Monday, January 23, 2012

Marching Saints

Last week I heard an English professor elaborate on Frederick Buechner’s definition of a saint.

"A saint," according to Buechner, "is a life-giver. A saint is a human being with the same hang-ups and dark secrets and abysses as the rest of us. But if a saint touches your life, you come alive in a new way."

The interesting thing is that all of us have brushed up against saints in our own lives, people that inspired and encouraged us, perhaps even enabled us to do better and be better. If saints aren’t different and better than we are, then we each have the capacity to be saintly on any given day.

Because I associate the word saint with religiosity, piety,and sanctimonious behavior, it makes me slightly uncomfortable. We already have too many holier-than-thou individuals who publicly flaunt their righteousness.

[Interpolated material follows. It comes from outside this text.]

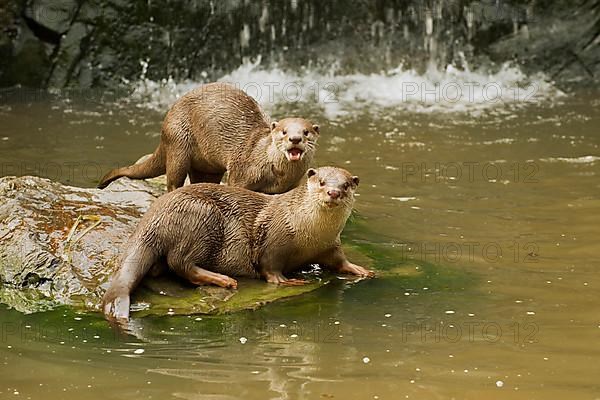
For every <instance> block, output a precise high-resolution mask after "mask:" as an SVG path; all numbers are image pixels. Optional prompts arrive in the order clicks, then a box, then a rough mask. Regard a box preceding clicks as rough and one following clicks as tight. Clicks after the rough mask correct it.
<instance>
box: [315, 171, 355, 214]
mask: <svg viewBox="0 0 600 400" xmlns="http://www.w3.org/2000/svg"><path fill="white" fill-rule="evenodd" d="M306 174H307V176H308V182H307V185H308V192H309V194H310V196H311V197H313V198H316V199H317V201H318V203H319V205H321V206H322V207H325V208H336V207H340V206H341V207H343V208H352V204H353V203H354V191H355V190H356V188H357V186H358V181H359V179H358V176H354V175H351V174H350V173H349V172H348V171H346V170H345V169H342V168H335V167H322V168H317V169H314V168H310V169H309V170H308V172H307V173H306Z"/></svg>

Still, the definition life-givers touched my imagination. I began to take an inventory of people in my experience who clearly gave life to others. My first thought was a friend who started a program to educate girls in far away Nepal (boys are part of the program now too) ten years ago. I viewed this person as a real life “saint” before I read Beuchner’s definition, but he would never accept that mantle because he genuinely believes in doing what is possible to help people because they are part of the family of man. Then I thought of a free-thinking minister I was fortunate to know, a man who had a great mind and built a large congregation that he inspired to think and imagine and become. He would certainly meet Buechner’s criteria for sainthood.

Next I asked my husband to share the life givers in his experience, and his first answer was, “My parents.” Wow, I loved that answer! I immediately had two more people to add to my own list. As an abandoned infant, raised by maternal grandparents whom I always called my parents, I was blessed with life-giving in its purest form. It was becoming clear to me that saints are all over the place, and that it is always possible to become a part of the process of touching lives in a positive, life-giving way.

It seems that you don’t have to undergo a great conversion or change the lives of multitudes to qualify for membership in the ranks of the marching saints on any day. It’s really much simpler than that. You can help a child learn to read, listen to the stories of an elderly friend, prepare warm soup for an ailing neighbor. These small gestures are life-giving actions, and the immediate payback is richer, more satisfying living.